Clowns entertain the children at Muhimbili National Hospital. Photo: Trish Scanlan
Ten years ago in Tanzania, the chance of a child surviving cancer was only 5% due to delays in seeking medical advice, misdiagnosis, the cost of medicine and poor access to facilities. The arrival of Irish doctor Trish Scanlan in 2008 was a catalyst for change.
She was instrumental in transforming the medical and clinical resources of the Children’s Cancer Centre in Muhimbili National Hospital in the capital city, Dar es Salaam. Linking Muhimbili hospital with Our Lady’s Children Hospital Crumlin has significantly contributed to a five fold increase in survival rates for childhood cancer in the last eight years. This was also enabled with funding from a number of organisations including Irish Aid, through the Irish embassy in Dar es Salaam.
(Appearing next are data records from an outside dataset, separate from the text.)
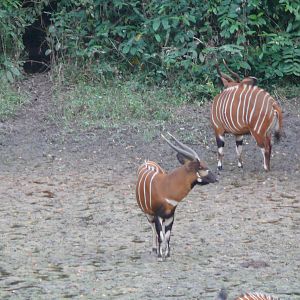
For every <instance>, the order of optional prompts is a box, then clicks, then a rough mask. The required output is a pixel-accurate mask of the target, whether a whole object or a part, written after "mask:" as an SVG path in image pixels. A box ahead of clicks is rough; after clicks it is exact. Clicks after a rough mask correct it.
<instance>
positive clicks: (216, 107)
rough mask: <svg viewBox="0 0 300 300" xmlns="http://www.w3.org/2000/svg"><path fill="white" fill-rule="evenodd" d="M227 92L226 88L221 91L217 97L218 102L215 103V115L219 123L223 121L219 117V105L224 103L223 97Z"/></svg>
mask: <svg viewBox="0 0 300 300" xmlns="http://www.w3.org/2000/svg"><path fill="white" fill-rule="evenodd" d="M227 94H228V91H227V90H225V91H223V92H222V94H221V95H220V97H219V99H218V103H217V105H216V117H217V120H218V121H219V123H223V121H222V119H221V117H222V111H221V107H222V105H223V104H224V99H225V98H226V96H227ZM218 106H219V107H218Z"/></svg>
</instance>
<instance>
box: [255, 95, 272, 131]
mask: <svg viewBox="0 0 300 300" xmlns="http://www.w3.org/2000/svg"><path fill="white" fill-rule="evenodd" d="M268 96H269V95H268V93H266V94H265V96H264V99H263V102H262V104H261V108H260V112H259V115H258V118H257V120H256V123H255V126H254V131H256V129H257V126H258V125H259V124H262V123H260V122H259V121H260V117H261V114H262V112H264V115H266V112H267V111H266V110H264V106H265V101H266V98H267V97H268ZM263 119H264V118H263ZM260 127H261V126H260ZM259 131H260V130H258V131H257V133H259Z"/></svg>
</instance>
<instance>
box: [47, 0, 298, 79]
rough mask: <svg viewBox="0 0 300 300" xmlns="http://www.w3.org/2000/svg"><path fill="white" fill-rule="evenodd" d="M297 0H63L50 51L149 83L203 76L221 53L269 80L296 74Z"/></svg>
mask: <svg viewBox="0 0 300 300" xmlns="http://www.w3.org/2000/svg"><path fill="white" fill-rule="evenodd" d="M296 2H298V1H289V0H276V1H275V2H274V1H266V0H265V1H262V0H248V1H243V0H213V1H202V2H199V1H196V0H180V1H173V0H164V1H158V0H149V1H135V0H131V1H124V0H112V1H111V0H101V1H100V0H98V1H97V0H71V1H60V3H59V4H58V9H57V13H55V14H54V15H53V25H52V26H51V27H50V28H49V44H51V45H52V49H50V50H49V51H54V50H56V53H57V52H59V53H60V57H61V58H62V57H64V58H67V59H72V61H73V62H74V63H75V64H76V65H83V64H87V63H91V64H93V66H94V69H96V68H98V69H99V70H100V71H98V73H100V74H104V73H105V74H106V75H107V74H108V73H113V72H116V70H117V72H120V70H121V71H127V72H128V71H130V72H135V73H137V72H138V73H139V74H140V77H143V76H144V75H143V74H146V75H145V77H144V78H147V79H148V80H149V78H151V81H152V82H154V83H155V82H156V83H161V82H162V81H164V82H169V83H173V82H174V80H176V79H178V77H180V81H181V83H183V84H186V83H187V82H194V83H195V85H197V84H198V83H200V82H201V83H202V84H203V83H207V82H209V81H211V79H212V78H210V79H208V77H207V76H206V75H207V72H209V73H210V74H211V75H212V73H211V72H212V70H213V68H214V64H215V60H216V59H219V60H220V59H221V58H225V59H226V60H227V61H228V62H230V64H231V66H233V67H234V69H236V70H240V72H241V73H244V74H250V73H251V74H255V75H256V76H257V74H259V76H261V77H262V78H264V79H266V80H269V79H273V78H276V77H282V76H299V74H298V71H297V70H298V65H297V60H298V49H299V21H300V18H299V3H298V4H297V3H296ZM62 53H63V55H61V54H62ZM107 62H109V64H110V68H106V69H105V68H103V65H105V64H106V66H107ZM215 77H216V76H215ZM195 79H196V80H195ZM207 80H208V81H207Z"/></svg>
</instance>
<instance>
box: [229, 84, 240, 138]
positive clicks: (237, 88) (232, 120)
mask: <svg viewBox="0 0 300 300" xmlns="http://www.w3.org/2000/svg"><path fill="white" fill-rule="evenodd" d="M238 88H239V86H237V88H236V91H235V92H234V94H233V95H232V98H231V104H230V121H231V123H232V127H233V128H234V131H235V132H238V131H239V129H238V128H237V127H236V120H234V119H233V117H232V106H233V103H234V102H235V101H238V99H235V95H236V93H237V91H238Z"/></svg>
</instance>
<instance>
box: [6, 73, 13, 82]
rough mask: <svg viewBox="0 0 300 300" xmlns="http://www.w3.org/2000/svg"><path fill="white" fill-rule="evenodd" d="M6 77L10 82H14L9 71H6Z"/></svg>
mask: <svg viewBox="0 0 300 300" xmlns="http://www.w3.org/2000/svg"><path fill="white" fill-rule="evenodd" d="M6 78H7V79H8V81H9V82H11V83H13V82H14V78H13V76H12V74H11V72H10V71H6Z"/></svg>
While the Tanzanian government had established a paediatric cancer ward and pledged to provide free cancer treatment in 2004, resources were scarce and the children were in very poor condition. With help from former colleagues in Our Lady’s Children’s Hospital Crumlin, the speed and quality of test results and access to essential treatments improved, but challenges remained.
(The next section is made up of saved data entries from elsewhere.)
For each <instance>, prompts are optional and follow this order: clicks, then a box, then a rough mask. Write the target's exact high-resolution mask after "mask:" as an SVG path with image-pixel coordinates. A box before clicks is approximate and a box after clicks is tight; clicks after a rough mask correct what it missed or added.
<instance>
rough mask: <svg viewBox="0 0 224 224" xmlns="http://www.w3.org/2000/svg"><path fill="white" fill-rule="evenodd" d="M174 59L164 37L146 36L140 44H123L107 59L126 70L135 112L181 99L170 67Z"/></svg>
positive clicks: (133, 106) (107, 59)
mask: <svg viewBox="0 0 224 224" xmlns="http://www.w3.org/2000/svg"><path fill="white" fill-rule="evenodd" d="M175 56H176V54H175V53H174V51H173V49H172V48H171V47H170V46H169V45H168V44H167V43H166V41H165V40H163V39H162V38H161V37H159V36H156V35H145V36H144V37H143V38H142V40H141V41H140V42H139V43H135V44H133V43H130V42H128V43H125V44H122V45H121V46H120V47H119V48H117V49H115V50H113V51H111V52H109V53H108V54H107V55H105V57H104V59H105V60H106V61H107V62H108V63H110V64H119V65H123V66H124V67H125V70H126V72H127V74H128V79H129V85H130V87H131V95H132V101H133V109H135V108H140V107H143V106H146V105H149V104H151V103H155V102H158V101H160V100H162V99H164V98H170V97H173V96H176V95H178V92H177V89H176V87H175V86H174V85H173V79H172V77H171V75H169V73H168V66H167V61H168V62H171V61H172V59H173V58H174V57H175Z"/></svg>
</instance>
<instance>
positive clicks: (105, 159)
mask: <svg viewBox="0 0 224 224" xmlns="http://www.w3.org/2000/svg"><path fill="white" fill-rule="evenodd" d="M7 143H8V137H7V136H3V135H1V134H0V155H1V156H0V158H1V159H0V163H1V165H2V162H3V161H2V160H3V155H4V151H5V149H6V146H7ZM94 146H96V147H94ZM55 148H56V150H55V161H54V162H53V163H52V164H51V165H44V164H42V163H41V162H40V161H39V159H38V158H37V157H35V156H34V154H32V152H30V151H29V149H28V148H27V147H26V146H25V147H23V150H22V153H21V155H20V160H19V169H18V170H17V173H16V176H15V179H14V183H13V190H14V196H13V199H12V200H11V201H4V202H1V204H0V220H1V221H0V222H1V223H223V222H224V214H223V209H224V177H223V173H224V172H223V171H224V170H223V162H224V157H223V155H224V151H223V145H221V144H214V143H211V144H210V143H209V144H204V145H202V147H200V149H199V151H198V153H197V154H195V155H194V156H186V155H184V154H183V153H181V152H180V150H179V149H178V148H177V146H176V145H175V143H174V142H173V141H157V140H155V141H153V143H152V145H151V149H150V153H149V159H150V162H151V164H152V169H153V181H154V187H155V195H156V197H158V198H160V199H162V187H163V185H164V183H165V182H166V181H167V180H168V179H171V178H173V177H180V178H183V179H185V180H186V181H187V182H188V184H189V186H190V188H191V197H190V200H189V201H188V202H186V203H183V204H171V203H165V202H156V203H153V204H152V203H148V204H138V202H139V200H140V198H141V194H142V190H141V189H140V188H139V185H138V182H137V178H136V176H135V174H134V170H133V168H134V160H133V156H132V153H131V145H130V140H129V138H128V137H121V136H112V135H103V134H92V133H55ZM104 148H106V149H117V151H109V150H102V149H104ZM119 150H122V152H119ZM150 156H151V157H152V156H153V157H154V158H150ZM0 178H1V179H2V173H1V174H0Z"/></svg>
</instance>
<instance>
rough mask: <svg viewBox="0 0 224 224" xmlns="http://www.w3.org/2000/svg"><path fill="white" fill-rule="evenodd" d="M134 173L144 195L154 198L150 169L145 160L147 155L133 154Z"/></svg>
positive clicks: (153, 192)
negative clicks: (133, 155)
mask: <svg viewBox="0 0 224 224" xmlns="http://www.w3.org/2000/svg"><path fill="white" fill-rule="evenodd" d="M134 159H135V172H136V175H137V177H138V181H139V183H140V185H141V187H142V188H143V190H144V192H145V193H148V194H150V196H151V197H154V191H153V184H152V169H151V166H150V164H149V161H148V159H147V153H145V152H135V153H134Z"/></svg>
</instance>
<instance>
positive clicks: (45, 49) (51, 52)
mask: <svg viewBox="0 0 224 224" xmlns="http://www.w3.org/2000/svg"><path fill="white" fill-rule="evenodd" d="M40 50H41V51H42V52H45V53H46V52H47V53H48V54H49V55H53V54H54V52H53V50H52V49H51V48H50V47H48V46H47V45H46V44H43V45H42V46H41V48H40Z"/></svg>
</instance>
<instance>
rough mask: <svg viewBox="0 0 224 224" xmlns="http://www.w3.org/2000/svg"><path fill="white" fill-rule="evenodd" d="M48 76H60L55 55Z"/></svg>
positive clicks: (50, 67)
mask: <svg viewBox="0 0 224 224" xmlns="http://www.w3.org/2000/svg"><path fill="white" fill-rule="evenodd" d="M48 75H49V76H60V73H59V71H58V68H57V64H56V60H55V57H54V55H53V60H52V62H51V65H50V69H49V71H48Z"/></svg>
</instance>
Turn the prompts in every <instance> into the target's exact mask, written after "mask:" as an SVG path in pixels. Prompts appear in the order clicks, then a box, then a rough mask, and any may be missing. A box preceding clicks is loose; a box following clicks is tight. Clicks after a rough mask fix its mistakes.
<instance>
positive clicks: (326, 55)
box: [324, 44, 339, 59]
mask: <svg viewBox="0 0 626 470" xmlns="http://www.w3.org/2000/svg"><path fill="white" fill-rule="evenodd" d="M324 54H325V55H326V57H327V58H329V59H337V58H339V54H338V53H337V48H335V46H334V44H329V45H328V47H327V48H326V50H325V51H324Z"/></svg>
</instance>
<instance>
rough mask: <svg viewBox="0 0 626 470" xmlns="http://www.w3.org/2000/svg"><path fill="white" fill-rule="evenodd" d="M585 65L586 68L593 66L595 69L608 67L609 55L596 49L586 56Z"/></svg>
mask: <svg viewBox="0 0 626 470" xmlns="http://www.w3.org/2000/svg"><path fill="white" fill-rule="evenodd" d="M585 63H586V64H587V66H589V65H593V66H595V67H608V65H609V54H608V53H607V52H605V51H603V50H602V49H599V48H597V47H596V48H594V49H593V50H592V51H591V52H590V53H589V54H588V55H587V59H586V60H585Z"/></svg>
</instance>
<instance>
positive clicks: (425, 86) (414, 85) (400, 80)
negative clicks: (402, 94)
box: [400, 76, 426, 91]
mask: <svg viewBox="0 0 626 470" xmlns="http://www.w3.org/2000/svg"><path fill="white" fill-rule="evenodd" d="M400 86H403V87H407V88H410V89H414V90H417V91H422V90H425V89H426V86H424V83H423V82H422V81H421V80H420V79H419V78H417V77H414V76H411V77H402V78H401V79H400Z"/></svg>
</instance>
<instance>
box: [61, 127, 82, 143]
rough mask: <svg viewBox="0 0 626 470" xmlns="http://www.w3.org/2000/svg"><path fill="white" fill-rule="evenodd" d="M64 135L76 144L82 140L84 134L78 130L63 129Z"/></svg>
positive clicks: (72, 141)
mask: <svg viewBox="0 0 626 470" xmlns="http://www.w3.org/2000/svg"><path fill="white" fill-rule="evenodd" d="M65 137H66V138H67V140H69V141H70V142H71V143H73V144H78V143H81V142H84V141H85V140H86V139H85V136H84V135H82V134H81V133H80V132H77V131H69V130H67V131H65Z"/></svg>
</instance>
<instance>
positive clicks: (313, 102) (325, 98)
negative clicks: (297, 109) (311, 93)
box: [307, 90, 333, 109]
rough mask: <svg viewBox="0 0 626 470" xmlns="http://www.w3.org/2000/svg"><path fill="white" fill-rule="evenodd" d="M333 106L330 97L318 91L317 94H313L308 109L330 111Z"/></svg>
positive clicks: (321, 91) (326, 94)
Survival rates for paediatric cancer cases in Tanzania have increased fivefold in the last 8 years
In 2011 Dr Scanlan set up a children’s cancer charity called “Tumaini la Maisha” or “Their Lives Matter” in Ireland and the UK, through which all on the ground activities and fundraising is managed.
In addition, Irish Aid provided further funding through ESTHER Ireland* in 2014, to develop and support a more sustainable partnership between the Centre and Our Lady’s Children’s Hospital. This funding is now helping to provide a longer term approach to sourcing clinical supplies and peer-based training, including a Master’s programme. This will boost capacity and expertise in Tanzania.
Thanks to such initiatives and the partnership, survival rates for paediatric cancer cases in Tanzania have increased fivefold in the last 8 years, and the improvements to the Centre have given cancer stricken children a higher level and quality of care.
The success and results of the partnership were formally acknowledged in 2015 when it was awarded full ESTHER Ireland partnership status and it continues to support mutual learning between Crumlin medical staff and their peers in Tanzania. Eager to further progress, both hospitals are exploring widening the partnership to save the lives of even more children with serious medical conditions.
*The ESTHER Ireland programme was launched in 2013 and supports the twinning of Irish health institutions including hospitals with those in the Global South, to promote the sharing of knowledge, best practice, and to foster collaboration and advocacy. Irish Aid supports ESTHER Ireland through the start-up grants programme, which offers health care professions an opportunity to strengthen the knowledge and skills of health professionals with mutual benefits and learning.